Last summer, David Alfaro opened the Mugshot Coffeehouse in Canyon Country after signing a five-year lease. Next Wednesday, after only eight months in business, Mugshot’s doors will close for the last time.
Santa Clarita boasts the Saugus Café, which has been serving coffee and food for 131 years. It’s well known as the oldest restaurant in continuous business in Los Angeles County.
That kind of staying power is rare in any business, and practically unheard of among eateries. Alfaro’s experience is far more common.
“We put everything we had into this store,” Alfaro said. “My wife and I put our savings into it and maxed out our credit cards.”
Alfaro did many things right. He made all of Mugshot’s flavoring syrups in-house, including bourbon-infused vanilla, organic French lavender, caramel, white mocha, sweet cinnamon, and Valrhona chocolate mocha, with chocolate from the French town of Tain-l’Hermitage, near Lyon.
The food menu included breakfast burritos, several types of crepes, and a variety of salads, all at a prime location.
What went wrong over the last eight months offers a cautionary tale on the challenges of starting a small business.
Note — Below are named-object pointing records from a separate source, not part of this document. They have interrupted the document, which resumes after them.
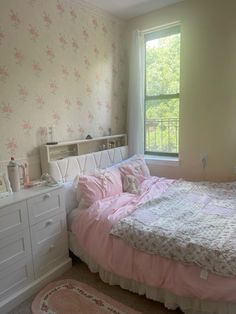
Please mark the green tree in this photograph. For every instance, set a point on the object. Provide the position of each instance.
(162, 78)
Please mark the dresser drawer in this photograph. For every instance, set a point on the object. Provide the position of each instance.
(15, 277)
(14, 248)
(13, 218)
(49, 254)
(45, 205)
(47, 229)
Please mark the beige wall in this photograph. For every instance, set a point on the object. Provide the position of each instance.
(208, 86)
(62, 64)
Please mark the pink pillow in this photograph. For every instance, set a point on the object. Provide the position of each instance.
(101, 185)
(135, 166)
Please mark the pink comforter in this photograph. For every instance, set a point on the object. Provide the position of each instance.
(92, 229)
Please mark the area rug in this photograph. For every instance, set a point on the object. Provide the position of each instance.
(74, 297)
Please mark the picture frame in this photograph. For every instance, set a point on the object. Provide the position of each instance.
(5, 187)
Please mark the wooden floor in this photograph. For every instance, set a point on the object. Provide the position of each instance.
(80, 272)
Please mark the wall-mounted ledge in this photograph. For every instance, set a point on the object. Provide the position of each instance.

While Alfaro had managed retail outlets for others, this was his first time as an owner. He signed a lease that called for him to pay $6,000 a month in rent for space that was formerly occupied by another coffee shop, It’s a Grind.
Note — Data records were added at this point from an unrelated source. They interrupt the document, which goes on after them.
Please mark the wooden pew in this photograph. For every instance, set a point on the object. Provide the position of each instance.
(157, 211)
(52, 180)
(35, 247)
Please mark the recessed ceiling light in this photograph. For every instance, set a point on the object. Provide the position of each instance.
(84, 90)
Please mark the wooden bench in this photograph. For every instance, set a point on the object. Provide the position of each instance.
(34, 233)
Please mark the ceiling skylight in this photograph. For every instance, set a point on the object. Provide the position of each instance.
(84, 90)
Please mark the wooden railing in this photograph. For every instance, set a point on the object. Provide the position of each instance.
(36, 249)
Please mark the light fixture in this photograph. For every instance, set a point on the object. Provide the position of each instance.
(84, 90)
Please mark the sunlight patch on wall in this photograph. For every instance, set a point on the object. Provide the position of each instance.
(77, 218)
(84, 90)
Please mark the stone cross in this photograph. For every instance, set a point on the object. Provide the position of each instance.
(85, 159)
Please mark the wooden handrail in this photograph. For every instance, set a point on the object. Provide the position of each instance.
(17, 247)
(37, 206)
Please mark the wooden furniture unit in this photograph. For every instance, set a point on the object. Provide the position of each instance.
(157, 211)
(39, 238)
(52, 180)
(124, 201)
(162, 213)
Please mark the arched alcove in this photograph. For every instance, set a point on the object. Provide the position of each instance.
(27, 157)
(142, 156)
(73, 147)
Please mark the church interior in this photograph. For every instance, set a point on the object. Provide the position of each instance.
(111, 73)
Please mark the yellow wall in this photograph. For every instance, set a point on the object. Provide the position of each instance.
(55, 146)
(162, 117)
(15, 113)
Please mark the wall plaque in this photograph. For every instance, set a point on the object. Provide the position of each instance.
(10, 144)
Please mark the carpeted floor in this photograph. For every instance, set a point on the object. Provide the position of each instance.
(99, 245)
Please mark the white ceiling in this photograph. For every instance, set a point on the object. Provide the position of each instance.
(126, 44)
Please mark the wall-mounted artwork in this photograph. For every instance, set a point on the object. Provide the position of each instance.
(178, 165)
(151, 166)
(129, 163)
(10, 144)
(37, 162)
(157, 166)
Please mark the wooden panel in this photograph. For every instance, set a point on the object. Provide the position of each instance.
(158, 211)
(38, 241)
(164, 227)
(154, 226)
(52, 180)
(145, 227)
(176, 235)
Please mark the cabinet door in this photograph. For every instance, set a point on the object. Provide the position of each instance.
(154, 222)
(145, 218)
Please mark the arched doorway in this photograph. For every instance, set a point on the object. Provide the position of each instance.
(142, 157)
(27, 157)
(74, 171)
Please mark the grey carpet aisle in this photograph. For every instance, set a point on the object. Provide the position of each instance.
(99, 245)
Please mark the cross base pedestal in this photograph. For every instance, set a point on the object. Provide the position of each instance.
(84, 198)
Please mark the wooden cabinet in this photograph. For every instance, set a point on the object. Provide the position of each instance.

He said that the contractor who was renovating the space, in a retail center at 18727 Via Princessa at the corner of Sierra Highway, backed out on him, delaying his opening. Outdoor signs cost more than he expected, in part because the space occupies a corner of its building, so needed two signs.
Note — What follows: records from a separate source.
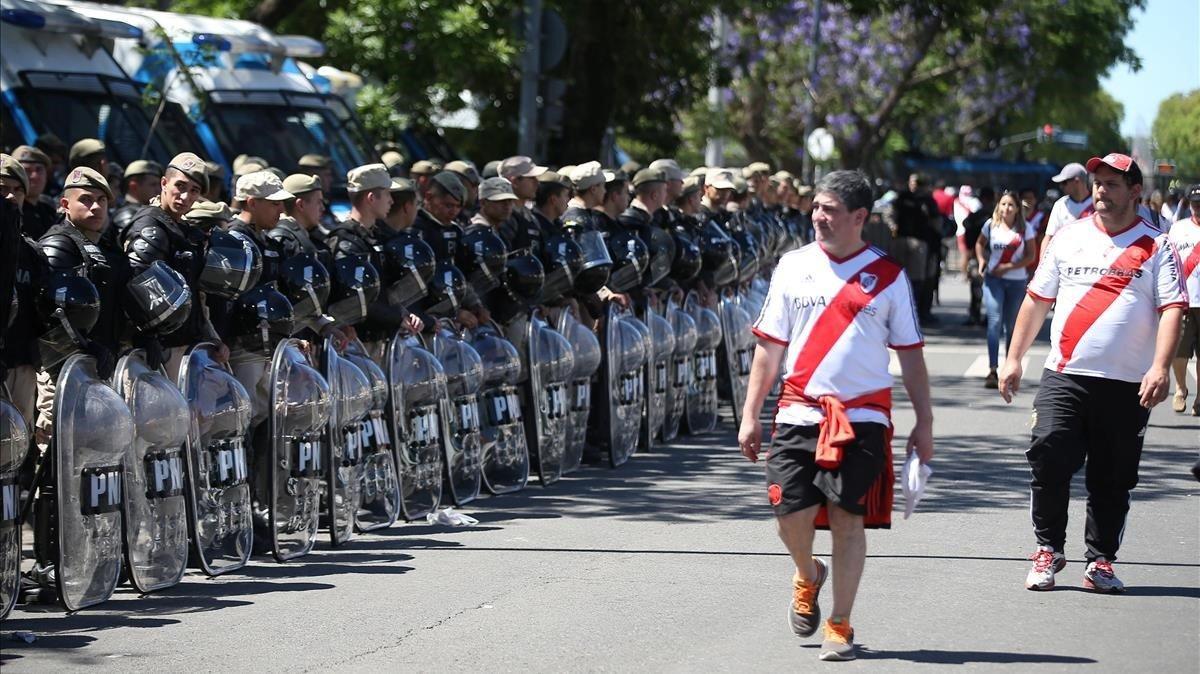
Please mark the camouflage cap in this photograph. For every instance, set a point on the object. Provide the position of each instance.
(191, 166)
(31, 155)
(88, 179)
(12, 169)
(84, 149)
Then February’s rent check either got lost or was stolen. Whatever happened to the check, it wasn’t cashed. But by the time he realized that, he’d spent some of the money on other expenses.
When he paid his March rent to Paynter Realty and Investments in Tustin, the property’s manager, it was applied to February. Late-payment penalties kicked in, adding $1,200 to the monthly tab.
The penalties and other business expenses became more than the business could support. Last week, Alfaro received a notice of eviction.
At this point, he’s trying to find buyers for the coffee-making equipment.
Alfaro says he’s unlikely to start a new business any time soon. But all is not lost. “I’ll bounce back,” he said. In the meantime, he and his wife will have more time for their 18-month-old daughter and soon-to-arrive first son, due in mid-May.
At press time, Paynter had not responded to an inquiry from The Signal about any future tenant for the space.
Alfaro recently set up an updated GoFundMe page in an effort to keep Mugshot open.